Don't grow up to be Zuma - Jansen
Professor Jonathan Jansen, the vice-chancellor of the University of the Free State, urged pupils not to turn out like "your president or incompetent government officials" yesterday.
Jansen was invited to motivate Uitenhage High School pupils ahead of their final exam s by Ghauderen Coetzee-De Vos, a former pupil of the school who wrote the book Great South African Teachers .
Jansen started his talk with a bit of comedy: "This was the coldest winter and it is believed that it was so cold that the president was sleeping with his own wives to keep warm."
Once the ice was broken, he got down to business. "The only way out of poverty is through education - not through the ANC and not through connections," he said.
"Girls, respect your bodies. First have a degree, then get pregnant. The boys will run away when they find out that you are pregnant. Protect yourselves at all times.
"Guys, I know it is difficult being you because you live in a country where the most important people in the country do not know how to keep their zips up."
Jansen used himself as an example of someone who had overcome difficult circumstances.

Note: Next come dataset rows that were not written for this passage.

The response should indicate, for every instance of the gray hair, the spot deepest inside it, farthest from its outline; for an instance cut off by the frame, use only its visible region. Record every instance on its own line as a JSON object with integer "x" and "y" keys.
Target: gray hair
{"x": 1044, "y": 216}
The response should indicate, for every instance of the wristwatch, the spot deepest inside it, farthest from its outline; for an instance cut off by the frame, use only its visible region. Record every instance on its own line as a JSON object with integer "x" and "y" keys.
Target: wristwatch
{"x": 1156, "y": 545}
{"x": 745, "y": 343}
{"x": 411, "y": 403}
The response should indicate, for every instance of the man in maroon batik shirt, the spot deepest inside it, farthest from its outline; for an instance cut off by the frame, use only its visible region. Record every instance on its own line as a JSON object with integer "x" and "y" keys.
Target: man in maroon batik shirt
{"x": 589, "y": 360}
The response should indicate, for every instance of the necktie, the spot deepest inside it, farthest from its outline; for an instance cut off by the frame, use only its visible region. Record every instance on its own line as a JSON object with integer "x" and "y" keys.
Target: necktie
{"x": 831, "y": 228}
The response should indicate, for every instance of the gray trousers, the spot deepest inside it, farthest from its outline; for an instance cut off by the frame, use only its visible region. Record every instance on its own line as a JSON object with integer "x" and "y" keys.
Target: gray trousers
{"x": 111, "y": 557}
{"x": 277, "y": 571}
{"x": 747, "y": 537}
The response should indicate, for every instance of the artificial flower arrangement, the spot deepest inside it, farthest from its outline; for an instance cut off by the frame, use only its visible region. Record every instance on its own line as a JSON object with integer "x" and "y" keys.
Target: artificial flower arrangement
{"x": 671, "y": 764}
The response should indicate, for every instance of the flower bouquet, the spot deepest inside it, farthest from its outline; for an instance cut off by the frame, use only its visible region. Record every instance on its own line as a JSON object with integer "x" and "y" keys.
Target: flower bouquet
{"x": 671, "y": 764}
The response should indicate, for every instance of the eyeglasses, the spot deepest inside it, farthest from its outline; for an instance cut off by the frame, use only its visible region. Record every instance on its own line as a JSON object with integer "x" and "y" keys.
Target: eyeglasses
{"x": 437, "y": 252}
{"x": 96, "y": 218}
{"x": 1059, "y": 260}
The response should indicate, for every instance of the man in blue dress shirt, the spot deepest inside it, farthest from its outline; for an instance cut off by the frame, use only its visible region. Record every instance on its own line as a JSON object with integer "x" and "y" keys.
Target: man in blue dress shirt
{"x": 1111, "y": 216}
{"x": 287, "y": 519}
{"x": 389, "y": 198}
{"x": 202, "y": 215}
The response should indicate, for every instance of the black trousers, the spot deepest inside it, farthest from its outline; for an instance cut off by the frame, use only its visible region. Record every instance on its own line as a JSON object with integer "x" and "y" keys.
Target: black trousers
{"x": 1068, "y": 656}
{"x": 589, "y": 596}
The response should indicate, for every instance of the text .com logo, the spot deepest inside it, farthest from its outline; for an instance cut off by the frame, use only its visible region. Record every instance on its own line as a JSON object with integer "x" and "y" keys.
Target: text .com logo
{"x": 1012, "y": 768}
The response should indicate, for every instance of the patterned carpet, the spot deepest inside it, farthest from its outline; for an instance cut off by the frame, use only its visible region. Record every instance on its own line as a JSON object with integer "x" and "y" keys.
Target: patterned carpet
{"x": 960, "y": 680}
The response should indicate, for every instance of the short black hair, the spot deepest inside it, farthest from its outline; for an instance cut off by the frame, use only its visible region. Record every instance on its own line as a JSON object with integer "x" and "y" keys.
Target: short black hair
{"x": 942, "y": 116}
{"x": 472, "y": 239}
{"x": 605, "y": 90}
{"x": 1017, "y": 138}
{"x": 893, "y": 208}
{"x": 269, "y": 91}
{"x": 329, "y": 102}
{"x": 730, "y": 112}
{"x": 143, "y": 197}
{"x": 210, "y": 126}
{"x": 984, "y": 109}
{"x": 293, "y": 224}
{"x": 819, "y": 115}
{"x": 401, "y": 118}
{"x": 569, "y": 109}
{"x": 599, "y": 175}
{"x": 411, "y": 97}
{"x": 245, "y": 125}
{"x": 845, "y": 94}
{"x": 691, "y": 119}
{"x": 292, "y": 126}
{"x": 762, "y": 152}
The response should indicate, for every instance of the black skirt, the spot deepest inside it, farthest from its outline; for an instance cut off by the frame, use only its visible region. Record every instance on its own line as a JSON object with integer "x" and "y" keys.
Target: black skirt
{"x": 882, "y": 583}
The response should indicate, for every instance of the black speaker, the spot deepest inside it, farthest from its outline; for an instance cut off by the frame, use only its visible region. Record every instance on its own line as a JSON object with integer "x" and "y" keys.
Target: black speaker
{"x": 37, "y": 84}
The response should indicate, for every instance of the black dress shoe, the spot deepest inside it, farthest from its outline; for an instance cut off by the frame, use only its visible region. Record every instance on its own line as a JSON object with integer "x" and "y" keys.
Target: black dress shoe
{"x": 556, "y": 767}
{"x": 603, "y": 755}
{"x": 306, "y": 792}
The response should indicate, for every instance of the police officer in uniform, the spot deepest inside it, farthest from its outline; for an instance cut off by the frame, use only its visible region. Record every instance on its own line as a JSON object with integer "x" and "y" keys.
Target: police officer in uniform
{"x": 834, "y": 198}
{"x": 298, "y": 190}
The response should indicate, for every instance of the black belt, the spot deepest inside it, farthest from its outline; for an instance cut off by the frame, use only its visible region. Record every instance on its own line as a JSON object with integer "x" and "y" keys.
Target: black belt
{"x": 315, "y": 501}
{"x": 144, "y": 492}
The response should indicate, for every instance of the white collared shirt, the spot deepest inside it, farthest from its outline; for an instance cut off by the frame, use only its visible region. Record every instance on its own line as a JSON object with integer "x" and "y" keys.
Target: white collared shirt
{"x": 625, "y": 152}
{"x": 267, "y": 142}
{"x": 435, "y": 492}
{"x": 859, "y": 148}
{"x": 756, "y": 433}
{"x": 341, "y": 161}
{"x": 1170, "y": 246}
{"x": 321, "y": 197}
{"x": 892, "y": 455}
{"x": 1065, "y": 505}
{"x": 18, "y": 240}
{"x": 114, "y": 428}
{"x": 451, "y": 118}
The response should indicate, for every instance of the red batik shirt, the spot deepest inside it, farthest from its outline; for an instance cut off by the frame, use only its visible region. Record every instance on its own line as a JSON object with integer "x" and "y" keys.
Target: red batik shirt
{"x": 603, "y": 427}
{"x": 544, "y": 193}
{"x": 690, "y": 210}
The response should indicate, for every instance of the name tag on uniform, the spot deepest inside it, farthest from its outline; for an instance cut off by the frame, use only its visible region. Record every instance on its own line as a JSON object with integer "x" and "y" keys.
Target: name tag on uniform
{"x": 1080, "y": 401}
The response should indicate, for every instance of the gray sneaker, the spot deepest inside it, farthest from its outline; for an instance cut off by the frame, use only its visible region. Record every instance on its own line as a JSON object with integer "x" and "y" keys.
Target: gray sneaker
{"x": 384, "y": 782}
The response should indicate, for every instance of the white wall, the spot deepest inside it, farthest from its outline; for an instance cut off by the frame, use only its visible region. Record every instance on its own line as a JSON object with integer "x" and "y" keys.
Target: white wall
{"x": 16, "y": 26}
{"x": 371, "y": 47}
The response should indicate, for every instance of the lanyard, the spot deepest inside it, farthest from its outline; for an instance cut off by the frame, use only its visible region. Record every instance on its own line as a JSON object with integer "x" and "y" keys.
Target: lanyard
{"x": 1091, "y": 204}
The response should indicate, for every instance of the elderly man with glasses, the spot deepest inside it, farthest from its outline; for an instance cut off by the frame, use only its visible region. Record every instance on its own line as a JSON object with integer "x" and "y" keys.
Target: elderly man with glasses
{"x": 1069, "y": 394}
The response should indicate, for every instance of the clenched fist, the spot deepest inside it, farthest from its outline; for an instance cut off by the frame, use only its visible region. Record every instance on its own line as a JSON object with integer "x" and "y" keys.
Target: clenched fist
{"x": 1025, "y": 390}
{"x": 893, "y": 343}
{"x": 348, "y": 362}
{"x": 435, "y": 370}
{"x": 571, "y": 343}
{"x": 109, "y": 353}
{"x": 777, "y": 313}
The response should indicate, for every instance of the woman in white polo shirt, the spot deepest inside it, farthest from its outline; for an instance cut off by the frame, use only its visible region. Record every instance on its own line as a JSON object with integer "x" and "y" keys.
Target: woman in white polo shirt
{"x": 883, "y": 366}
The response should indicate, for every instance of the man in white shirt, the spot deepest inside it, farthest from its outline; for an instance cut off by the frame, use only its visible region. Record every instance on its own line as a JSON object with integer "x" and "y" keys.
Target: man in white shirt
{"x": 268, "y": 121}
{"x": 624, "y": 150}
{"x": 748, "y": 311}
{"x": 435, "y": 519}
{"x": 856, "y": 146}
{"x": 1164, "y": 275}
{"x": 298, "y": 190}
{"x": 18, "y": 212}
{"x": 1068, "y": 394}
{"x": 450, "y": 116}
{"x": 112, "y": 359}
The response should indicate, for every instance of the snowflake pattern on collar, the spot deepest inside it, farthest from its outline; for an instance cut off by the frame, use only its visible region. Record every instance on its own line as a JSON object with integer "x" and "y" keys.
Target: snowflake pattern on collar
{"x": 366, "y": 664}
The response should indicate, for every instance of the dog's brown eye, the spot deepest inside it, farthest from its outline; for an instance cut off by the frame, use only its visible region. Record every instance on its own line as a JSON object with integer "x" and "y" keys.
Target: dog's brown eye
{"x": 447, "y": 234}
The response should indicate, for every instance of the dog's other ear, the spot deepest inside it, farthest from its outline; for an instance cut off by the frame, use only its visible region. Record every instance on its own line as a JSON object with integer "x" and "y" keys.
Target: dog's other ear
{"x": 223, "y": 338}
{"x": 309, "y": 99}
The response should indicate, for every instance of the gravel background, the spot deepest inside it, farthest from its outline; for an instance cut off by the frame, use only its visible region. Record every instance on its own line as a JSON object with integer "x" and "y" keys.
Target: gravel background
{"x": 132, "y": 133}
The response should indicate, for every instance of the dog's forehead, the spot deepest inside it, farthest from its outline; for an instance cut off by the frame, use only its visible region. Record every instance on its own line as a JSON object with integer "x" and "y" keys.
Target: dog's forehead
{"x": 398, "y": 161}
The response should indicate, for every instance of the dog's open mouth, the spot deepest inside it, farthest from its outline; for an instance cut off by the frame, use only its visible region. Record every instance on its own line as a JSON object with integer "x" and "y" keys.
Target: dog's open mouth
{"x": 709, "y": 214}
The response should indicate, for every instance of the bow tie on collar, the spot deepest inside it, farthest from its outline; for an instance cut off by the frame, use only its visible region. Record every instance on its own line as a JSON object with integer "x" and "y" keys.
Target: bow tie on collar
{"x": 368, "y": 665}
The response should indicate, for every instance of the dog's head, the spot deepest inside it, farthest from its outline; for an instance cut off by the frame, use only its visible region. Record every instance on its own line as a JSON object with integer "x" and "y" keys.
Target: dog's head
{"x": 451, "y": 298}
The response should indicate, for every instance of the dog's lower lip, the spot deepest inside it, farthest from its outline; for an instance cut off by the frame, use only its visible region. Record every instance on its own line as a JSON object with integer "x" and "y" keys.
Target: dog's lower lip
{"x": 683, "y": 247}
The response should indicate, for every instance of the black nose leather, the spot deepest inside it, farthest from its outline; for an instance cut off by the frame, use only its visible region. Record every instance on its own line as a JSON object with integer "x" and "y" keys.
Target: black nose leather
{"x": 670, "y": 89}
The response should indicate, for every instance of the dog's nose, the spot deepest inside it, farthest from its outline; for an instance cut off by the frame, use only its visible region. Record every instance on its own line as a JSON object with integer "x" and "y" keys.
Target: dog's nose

"I grew up in the Cape Flats where I was raised by very religious parents, Abraham and Sarah. They saved me from being like my peers who were drinking alcohol and ended up in jail - they taught me the value of education."
He had been the worst-performing pupil at primary school.
"When I got to Standard 8 [Grade 10], my teacher told me I was pretending to be stupid and that I had potential. From that day on, I never came second in my class, in South Africa and in America. That day changed my life."
"When Oprah [Winfrey] was at my university last year, we spent about 30 minutes just the two of us and I asked her how she managed to be one of the richest women in the world after being molested as a child by her stepfather and was a teenage prostitute."
She told him, "Jonathan, when they gave me a chance for education, I said: 'Oprah, do not mess it up,'' he said.
Anita Nokhetshe, 19, a Grade 12 pupil, said afterwards: "It is nice to hear something positive instead of being told what you cannot do."